To some, this build-up is proof enough that the Kremlin plans to invade. This week the US president Joe Biden even made significant diplomatic concessions to Moscow to prevent a looming conflict.

But the US president should keep in mind that capability does not prove intent: and Putin may well decide that the cost of invasion is too hard to justify. His recent Ukrainian mobilisation could still be a piece of ‘heavy-metal diplomacy’ – a show of force intended to bully and bluff Kyiv and the West into concessions.

Vladimir Putin may have some odd views about Ukraine and its history, but he is a pragmatist. He is determined to assert Russia’s standing as a great power, and his concerns that Ukraine could become a Nato forward base seem entirely genuine. Nonetheless, for all his sabre-rattling, he is risk-averse. He may get strategic calculations wrong – the intervention in the Donbas, unlike the annexation of Crimea, is quietly accepted as a mistake by many in Moscow – but he is no mindless zealot. He will not act without weighing up likely costs against potential advantages.
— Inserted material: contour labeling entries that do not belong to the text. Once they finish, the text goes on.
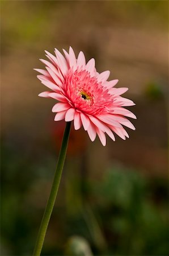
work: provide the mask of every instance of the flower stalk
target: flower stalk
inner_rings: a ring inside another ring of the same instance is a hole
[[[35,249],[33,253],[33,256],[40,256],[41,249],[43,246],[44,238],[45,237],[48,224],[50,220],[50,216],[53,209],[54,202],[57,195],[57,192],[61,180],[62,170],[66,158],[66,154],[67,148],[68,141],[69,138],[70,131],[71,127],[71,122],[66,123],[61,147],[60,151],[56,172],[54,180],[52,186],[49,197],[46,205],[44,216],[41,222],[37,241]]]

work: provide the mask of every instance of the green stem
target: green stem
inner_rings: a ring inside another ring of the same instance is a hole
[[[71,122],[66,123],[49,197],[40,224],[33,256],[40,256],[61,180],[67,151]]]

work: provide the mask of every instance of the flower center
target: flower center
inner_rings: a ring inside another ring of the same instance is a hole
[[[81,97],[84,100],[91,100],[91,97],[83,90],[80,92],[80,94],[81,95]]]

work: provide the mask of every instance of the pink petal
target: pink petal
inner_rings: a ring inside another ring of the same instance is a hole
[[[90,123],[87,131],[91,141],[94,141],[96,137],[96,131],[95,126],[92,125],[91,122]]]
[[[78,130],[82,126],[82,121],[80,117],[80,113],[75,112],[74,117],[74,126],[75,130]]]
[[[67,52],[65,50],[65,49],[63,49],[63,52],[64,52],[68,67],[69,68],[69,55],[68,52]]]
[[[51,92],[43,92],[42,93],[39,93],[38,96],[40,97],[43,97],[44,98],[50,98],[50,97],[49,96],[49,94]]]
[[[52,77],[52,79],[53,79],[54,82],[56,83],[56,84],[57,85],[58,85],[59,86],[61,86],[61,88],[62,88],[63,84],[61,81],[61,80],[59,79],[58,76],[56,75],[56,73],[54,73],[54,72],[52,71],[52,70],[50,69],[50,68],[49,68],[47,67],[47,69],[48,71],[48,72],[49,73],[49,74],[50,75],[51,77]]]
[[[91,59],[86,64],[86,70],[89,71],[91,75],[93,75],[95,66],[95,61],[94,59]]]
[[[115,127],[115,126],[109,126],[110,128],[116,134],[117,134],[119,137],[121,138],[121,139],[124,139],[124,141],[126,139],[125,135],[123,133],[124,128],[119,128],[118,127]]]
[[[120,122],[120,123],[121,123],[121,125],[124,125],[126,127],[128,127],[128,128],[130,128],[132,130],[136,130],[135,127],[134,126],[134,125],[133,125],[133,123],[131,123],[130,121],[129,121],[129,120],[128,120],[127,122]]]
[[[104,85],[105,85],[107,88],[111,88],[112,87],[113,87],[115,85],[116,85],[116,84],[117,84],[118,82],[118,79],[115,79],[113,80],[105,82],[104,84]]]
[[[62,102],[67,102],[67,100],[65,98],[65,97],[60,93],[50,92],[49,96],[50,98],[54,98],[57,101],[62,101]]]
[[[97,77],[98,82],[105,82],[108,79],[109,74],[110,72],[109,71],[100,73]]]
[[[49,76],[49,73],[46,70],[41,69],[40,68],[33,68],[33,69],[45,76]]]
[[[68,66],[67,61],[62,53],[61,53],[57,49],[55,48],[54,52],[58,62],[58,67],[64,76],[65,77],[68,72]]]
[[[117,127],[122,127],[120,123],[119,123],[119,122],[113,119],[113,116],[109,114],[105,114],[104,115],[98,115],[97,117],[102,121],[108,125],[113,125],[114,126]]]
[[[75,71],[77,68],[77,60],[74,51],[70,46],[69,48],[69,63],[70,67]]]
[[[63,119],[65,118],[66,112],[67,112],[67,110],[65,110],[65,111],[61,111],[61,112],[57,113],[56,114],[56,115],[55,115],[54,121],[57,121],[63,120]]]
[[[75,110],[73,108],[68,109],[65,115],[65,120],[66,122],[71,121],[74,119],[74,114],[75,113]]]
[[[56,74],[58,73],[57,69],[52,63],[50,63],[50,62],[49,62],[45,60],[43,60],[43,59],[40,59],[40,60],[44,63],[47,67],[49,67],[49,68],[50,68],[54,73],[56,73]]]
[[[66,110],[71,107],[67,103],[58,102],[55,104],[52,108],[52,112],[60,112],[61,111]]]
[[[45,51],[45,52],[47,53],[46,56],[48,57],[49,57],[49,58],[50,58],[49,59],[51,60],[51,61],[53,63],[53,64],[54,64],[56,66],[58,66],[58,60],[57,60],[57,58],[56,57],[56,56],[53,55],[53,54],[51,54],[50,52],[48,52],[47,51]]]
[[[133,101],[129,100],[128,98],[124,98],[123,97],[119,96],[117,98],[117,102],[116,105],[119,104],[119,106],[134,106],[136,104]]]
[[[103,146],[105,146],[106,144],[106,138],[104,134],[104,133],[101,130],[98,129],[97,127],[96,127],[97,134],[99,137],[100,141],[102,142]]]
[[[113,141],[115,141],[115,137],[112,131],[108,128],[107,129],[105,133],[108,135],[108,136]]]
[[[89,118],[92,121],[92,122],[99,129],[103,131],[105,131],[105,126],[104,125],[103,122],[99,121],[98,118],[93,117],[92,115],[88,115]]]
[[[83,113],[81,113],[81,118],[84,129],[85,131],[87,131],[90,125],[90,120],[87,115],[84,115]]]
[[[60,88],[56,85],[56,84],[53,84],[53,82],[49,82],[48,81],[41,81],[41,82],[45,85],[46,86],[48,87],[48,88],[51,89],[51,90],[54,90],[54,92],[60,92],[61,90]]]
[[[109,92],[112,94],[118,96],[122,94],[128,90],[129,88],[121,87],[121,88],[112,88],[109,90]]]
[[[43,76],[43,75],[38,75],[37,76],[37,77],[38,78],[38,79],[39,79],[40,81],[48,81],[49,82],[51,81],[51,77],[48,77],[46,76]]]
[[[131,118],[137,119],[136,115],[130,111],[124,108],[115,107],[113,108],[113,114],[119,114],[126,117],[130,117]]]

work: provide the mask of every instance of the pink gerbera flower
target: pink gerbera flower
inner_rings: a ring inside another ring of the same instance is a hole
[[[135,119],[136,117],[124,108],[135,105],[121,96],[128,88],[114,88],[119,80],[108,81],[109,71],[98,73],[94,59],[86,63],[82,52],[77,59],[71,47],[69,53],[63,51],[64,56],[57,49],[56,56],[45,51],[50,61],[40,60],[46,65],[46,70],[35,69],[41,74],[38,79],[52,90],[39,96],[59,101],[52,108],[52,112],[57,113],[54,121],[74,120],[75,130],[83,126],[92,141],[98,134],[103,146],[106,144],[105,133],[113,141],[113,133],[123,139],[129,138],[122,126],[135,130],[126,117]]]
Russia’s military planners will no doubt be working late trying to assess the likely conduct of escalation. It’s likely their findings will not be especially encouraging.


The maps doing the rounds in the Western media about potential invasion plans are speculative imaginings given credibility by their dramatic red arrows and annotations about naval landings here, mass parachute drops there. Much of this speculation is frankly implausible, and more about spin than strategy.

If Moscow unleashes its forces in more than a very specific and small-scale way, this would be modern blitzkrieg on a massive scale. Under Putin, Russia’s military, which was on the verge of collapse in the 1990s, has been dramatically reformed and rearmed. While the most modern western equipment may be more advanced, we struggle to buy anything like enough of it. Russia has not just been buying more equipment, it has ramped up its training and exercise schedule and tested its tactics in the field in Chechnya, Ukraine and Syria.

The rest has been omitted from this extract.